Toen wij zestien werden, gingen we voor het eerst  samen op vakantie. Het mocht niet te duur zijn, want veel geld hadden we niet, al voelden we ons de koning te rijk met de 75 gulden schoon die we hadden verdiend met drie weken vakantiewerk bij Drukkerij Huig in Zaandam. Rob had nog nooit eerder gekampeerd; ik had alleen mijn ervaring met de tenthuisjes, maar ik kende Bakkum in ieder geval.

bakkum martinfiets

Zelf kamperen bleek toch wat anders. We kregen een plaats toegewezen op het ‘weekendkamp’, waar gewone tenten konden worden neergezet voor een kort verblijf. De tent opzetten viel nog wel mee – die bestond uit een zeil, twee tentstokken en een aantal haringen. Een binnentent had ze niet, en luchtbedden moesten nog worden uitgevonden of ze waren onbetaalbaar. Ik had wel een opblaaskussen, Rob had een sloop van huis meegenomen die hij opvulde met sokken, ondergoed en truien.

Vuilnisbakken waren er niet in het weekendkamp. Kampeerders begroeven hun rommel. We kregen ruzie met onze buren omdat we onze aardappelschillen in hun afvalkuil hadden gedaan.

Na het avondeten maakten we een wandeling door het kamp. Pas tegen donker kwamen we terug. We staken onze stormlantaarn aan, die de tent tegelijk een beetje warm hield; het was fris geworden.

Warme chocolademelk zou ons wel smaken. Met enige moeite kregen we onze petroleumvergasser weer aan de praat. We haalden onze mokken tevoorschijn, goten wat melk bij de cacaopoeder en suiker die we erin hadden gedaan. Ten slotte de hete melk erbij. Zelf gemaakte choco, heerlijk!

bakkum robtent

Er werd tegen de tentpaal getikt. Wie kon dat wezen? We trokken het gaasdoek voor de ingang opzij.
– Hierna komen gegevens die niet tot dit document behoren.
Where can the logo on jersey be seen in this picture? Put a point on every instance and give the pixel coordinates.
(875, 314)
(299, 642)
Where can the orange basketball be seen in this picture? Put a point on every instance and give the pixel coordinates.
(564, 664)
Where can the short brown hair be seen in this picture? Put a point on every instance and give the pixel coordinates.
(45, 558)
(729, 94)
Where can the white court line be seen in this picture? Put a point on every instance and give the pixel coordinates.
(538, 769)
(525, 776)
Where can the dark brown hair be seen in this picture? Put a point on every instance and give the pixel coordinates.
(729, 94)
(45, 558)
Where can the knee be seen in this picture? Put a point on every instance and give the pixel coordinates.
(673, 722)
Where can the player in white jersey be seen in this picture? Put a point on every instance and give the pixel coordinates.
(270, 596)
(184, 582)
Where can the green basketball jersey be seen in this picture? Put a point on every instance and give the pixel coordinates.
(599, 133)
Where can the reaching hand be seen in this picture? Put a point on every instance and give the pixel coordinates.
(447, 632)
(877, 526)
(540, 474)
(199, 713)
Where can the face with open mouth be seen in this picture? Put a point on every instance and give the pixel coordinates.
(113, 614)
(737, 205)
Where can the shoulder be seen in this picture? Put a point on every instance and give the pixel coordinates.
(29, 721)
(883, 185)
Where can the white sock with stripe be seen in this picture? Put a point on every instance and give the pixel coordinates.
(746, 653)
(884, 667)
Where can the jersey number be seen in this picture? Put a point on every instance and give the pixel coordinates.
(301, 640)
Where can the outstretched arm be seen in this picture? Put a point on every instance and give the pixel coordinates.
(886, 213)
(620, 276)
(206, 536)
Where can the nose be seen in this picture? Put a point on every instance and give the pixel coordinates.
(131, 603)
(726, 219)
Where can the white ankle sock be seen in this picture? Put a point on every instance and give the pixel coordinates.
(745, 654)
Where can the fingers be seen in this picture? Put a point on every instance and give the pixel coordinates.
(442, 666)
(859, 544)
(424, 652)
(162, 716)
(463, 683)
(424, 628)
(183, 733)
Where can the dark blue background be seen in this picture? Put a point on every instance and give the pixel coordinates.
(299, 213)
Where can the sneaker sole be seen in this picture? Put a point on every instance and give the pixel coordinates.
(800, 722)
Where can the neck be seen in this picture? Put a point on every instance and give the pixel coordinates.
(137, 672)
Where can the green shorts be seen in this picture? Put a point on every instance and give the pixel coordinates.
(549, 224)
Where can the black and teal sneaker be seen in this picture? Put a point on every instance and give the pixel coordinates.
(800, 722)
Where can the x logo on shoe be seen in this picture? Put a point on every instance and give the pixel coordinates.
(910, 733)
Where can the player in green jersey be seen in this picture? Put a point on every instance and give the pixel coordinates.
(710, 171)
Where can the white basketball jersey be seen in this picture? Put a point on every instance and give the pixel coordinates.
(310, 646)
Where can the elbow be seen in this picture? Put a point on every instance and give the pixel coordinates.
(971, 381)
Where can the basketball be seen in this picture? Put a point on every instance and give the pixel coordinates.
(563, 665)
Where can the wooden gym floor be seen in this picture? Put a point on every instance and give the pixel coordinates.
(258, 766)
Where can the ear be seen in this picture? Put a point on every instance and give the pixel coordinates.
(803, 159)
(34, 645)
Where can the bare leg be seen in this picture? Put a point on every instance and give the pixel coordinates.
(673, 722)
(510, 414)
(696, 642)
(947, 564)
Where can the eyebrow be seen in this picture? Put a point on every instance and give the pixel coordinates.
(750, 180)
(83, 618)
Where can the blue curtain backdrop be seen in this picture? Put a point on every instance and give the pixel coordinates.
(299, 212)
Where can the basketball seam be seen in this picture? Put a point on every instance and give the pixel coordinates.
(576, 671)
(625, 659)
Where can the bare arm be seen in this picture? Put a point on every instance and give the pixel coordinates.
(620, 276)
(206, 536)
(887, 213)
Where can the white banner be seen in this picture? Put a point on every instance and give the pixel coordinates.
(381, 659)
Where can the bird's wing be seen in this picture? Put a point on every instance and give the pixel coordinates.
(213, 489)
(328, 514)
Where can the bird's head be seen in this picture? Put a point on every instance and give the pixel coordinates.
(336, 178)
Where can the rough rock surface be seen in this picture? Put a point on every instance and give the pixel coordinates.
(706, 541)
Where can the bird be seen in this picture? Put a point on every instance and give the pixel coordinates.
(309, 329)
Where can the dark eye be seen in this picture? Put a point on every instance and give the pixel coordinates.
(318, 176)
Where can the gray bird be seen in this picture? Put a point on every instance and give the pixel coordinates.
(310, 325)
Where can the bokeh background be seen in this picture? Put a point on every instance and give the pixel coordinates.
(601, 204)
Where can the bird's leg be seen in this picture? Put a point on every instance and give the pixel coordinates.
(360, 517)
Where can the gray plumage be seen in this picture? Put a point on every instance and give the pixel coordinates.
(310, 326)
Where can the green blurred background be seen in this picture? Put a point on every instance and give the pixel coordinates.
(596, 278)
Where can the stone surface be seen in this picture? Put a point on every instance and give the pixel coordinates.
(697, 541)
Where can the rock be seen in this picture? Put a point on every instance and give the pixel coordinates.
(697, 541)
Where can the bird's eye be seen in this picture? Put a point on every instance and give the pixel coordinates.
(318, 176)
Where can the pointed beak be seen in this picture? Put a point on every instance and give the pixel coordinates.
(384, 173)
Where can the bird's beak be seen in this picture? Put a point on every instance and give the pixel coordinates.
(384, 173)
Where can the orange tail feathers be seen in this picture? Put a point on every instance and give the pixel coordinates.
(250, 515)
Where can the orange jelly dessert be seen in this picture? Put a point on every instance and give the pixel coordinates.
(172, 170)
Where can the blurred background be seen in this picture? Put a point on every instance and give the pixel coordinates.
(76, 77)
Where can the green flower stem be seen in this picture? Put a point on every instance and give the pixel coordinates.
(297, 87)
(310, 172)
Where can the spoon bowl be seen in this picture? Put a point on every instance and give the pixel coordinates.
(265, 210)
Een man in uniform knielde voor onze tent. In zijn hand hield hij een krachtige zaklantaarn, waarmee hij naar binnen scheen.

“Even controleren of er geen meiden zijn hier”, bromde hij. Wij schrokken. Hoe kon hij zoiets van ons denken! Maar niet alleen waren we brandschoon en onschuldig, we wilden ook graag de braafste jongetjes van de klas zijn.

“Moet u een beker chocolade?”, vroegen we beleefd.

“Nee, dank je, jongens”, zei hij. Hij ging weer staan en verdween in het donker. De zaklantaarn lichtte hem bij terwijl deze bewaker van de Bakkumer zeden naar de volgende tent liep.

Dat gebeurde in Bakkum in 1962. Een paar maanden later kwamen The Beatles met hun eerste plaat in de hitparade, waarna hun zegetocht over de wereld begon. Niets zou ooit meer hetzelfde zijn.